ワンちゃんの去勢手術の目的は,「オス特有の病気の予防」と「オス独特の問題行動の抑制」のふたつです.性成熟が完成した生後6ヶ月以降に精巣を摘出する去勢手術を実施することが薦められています.去勢手術は避妊手術よりも短時間に終わる比較的簡単な手術です.
オスのワンちゃんにおいては中高齢以降になって発生する精巣腫瘍,前立腺疾患(良性の前立腺肥大),肛門の横の領域が腫れてくる会陰ヘルニア,肛門周辺にできる良性腫瘍などの病気があります.これらの病気は精巣から分泌される男性ホルモンのアンドロジェンが関わっているため,男性ホルモンの分泌をなくす去勢手術を行うことで予防することが可能になります.

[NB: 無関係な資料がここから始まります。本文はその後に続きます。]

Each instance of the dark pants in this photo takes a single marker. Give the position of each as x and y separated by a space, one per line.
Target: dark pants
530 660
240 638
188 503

男性ホルモンの分泌がなくなりますので,縄張り意識が薄れて家の中での尿マーキング,発情に関連しての人間の腕や足に抱きつくマウンティング(腰を振る仕草),他のオス犬とすぐにケンカをしたりする攻撃的な行動など,ワンちゃんと一緒に生活する上で問題となる行動のいくつかが抑制できる可能性があります.